I try to use geomesa with redis. I thought that redis enables statistics on geomesa by default.
my redis geomesa db:
./geomesa-redis describe-schema -u localhost:6379 -c geomesa -f SignalBuilder
INFO Describing attributes of feature 'SignalBuilder'
geo | Point (Spatio-temporally indexed) (Spatially indexed)
time | Date (Spatio-temporally indexed) (Attribute indexed)
cam | String (Attribute indexed) (Attribute indexed)
imei | String
dir | Double
alt | Double
vlc | Double
sl | Integer
ds | Integer
dir_y | Double
poi_azimuth_x | Double
poi_azimuth_y | Double
User data:
geomesa.attr.splits | 0
geomesa.feature.expiry | time(30 days)
geomesa.id.splits | 0
geomesa.index.dtg | time
geomesa.indices | z3:7:3:geo:time,z2:5:3:geo,attr:8:3:time,attr:8:3:cam,attr:8:3:cam:time
geomesa.stats.enable | true
geomesa.table.partition | time
geomesa.z.splits | 0
geomesa.z3.interval | week
from doc: https://www.geomesa.org/documentation/stable/user/datastores/query_planning.html#stats-collected
Stat generation can be enabled or disabled through the simple feature type user data using the key geomesa.stats.enable
Cached statistics, and thus cost-based query planning, are currently only implemented for the Accumulo and Redis data stores.
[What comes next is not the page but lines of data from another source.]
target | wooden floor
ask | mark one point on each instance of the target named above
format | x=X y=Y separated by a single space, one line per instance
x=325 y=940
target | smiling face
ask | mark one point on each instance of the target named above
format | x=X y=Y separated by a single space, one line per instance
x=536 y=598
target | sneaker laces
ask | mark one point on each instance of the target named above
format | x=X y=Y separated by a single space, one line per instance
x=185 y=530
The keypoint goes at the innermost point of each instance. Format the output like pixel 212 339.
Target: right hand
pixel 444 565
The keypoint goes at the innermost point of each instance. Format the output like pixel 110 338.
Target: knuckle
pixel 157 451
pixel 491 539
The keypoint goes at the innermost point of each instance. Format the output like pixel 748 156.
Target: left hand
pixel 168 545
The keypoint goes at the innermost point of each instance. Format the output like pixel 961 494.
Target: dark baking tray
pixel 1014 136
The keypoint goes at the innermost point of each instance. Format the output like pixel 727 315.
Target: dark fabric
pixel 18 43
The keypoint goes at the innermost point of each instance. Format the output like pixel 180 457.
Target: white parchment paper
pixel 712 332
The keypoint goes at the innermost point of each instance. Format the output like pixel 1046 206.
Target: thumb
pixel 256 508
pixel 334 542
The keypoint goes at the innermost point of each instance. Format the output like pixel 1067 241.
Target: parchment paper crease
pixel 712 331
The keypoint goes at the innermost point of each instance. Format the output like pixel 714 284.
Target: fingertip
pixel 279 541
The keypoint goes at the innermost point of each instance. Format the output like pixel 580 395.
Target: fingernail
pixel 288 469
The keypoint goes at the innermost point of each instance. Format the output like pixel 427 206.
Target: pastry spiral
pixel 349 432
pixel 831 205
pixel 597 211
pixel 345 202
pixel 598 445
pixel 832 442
*Total count, *Min/max (bounds) for the default geometry, *default date and any indexed attributes, *Histograms for the default geometry, default date and any indexed attributes, *Frequencies for any indexed attributes...
Why the return time is increased when increased amount of data?
./geomesa-redis export -u localhost:6379 -c geomesa -f SignalBuilder -q "cam like '%' and bbox(geo,38,56,39,57)" --hints STATS_STRING='Enumeration(cam)'
INFO Running export - please wait...
id,stats:String,*geom:Geometry
stat,"{""5798a065-d51e-47a1-b04b-ab48df9f1324"":203215}",POINT (0 0)
INFO Feature export complete to standard out for 1 features in 2056ms
next request
/geomesa-redis export -u localhost:6379 -c geomesa -f SignalBuilder -q "cam like '%' and bbox(geo,38,56,39,57)" --hints STATS_STRING='Enumeration(cam)'
INFO Running export - please wait...
id,stats:String,*geom:Geometry
stat,"{""5798a065-d51e-47a1-b04b-ab48df9f1324"":595984}",POINT (0 0)
INFO Feature export complete to standard out for 1 features in 3418ms
How to understand that statistics are collected and saved, and used when returning hints stats, like STATS_STRING='MinMax(time)'
or STATS_STRING='Enumeration(cam)'
?
And how to use sampling with geotools? I try next
geomesa-cassandra export -P 10.200.217.24:9042 -u cassandra -p cassandra \
-k geomesa -c gsm_events -f SignalBuilder \
-q "cam like '%' and time DURING 2021-12-27T16:50:38.004Z/2022-01-26T16:50:38.004Z" \
--hints SAMPLE_BY='cam';SAMPLING=0.000564
but it does not work. Thank you for any answer.
When you run an export with a query hint for stats, GeoMesa will always run a query. If you want to use the cached statistics, use the stats-*
commands instead. In code, you'd use the stats
method which all GeoMesa data stores implement.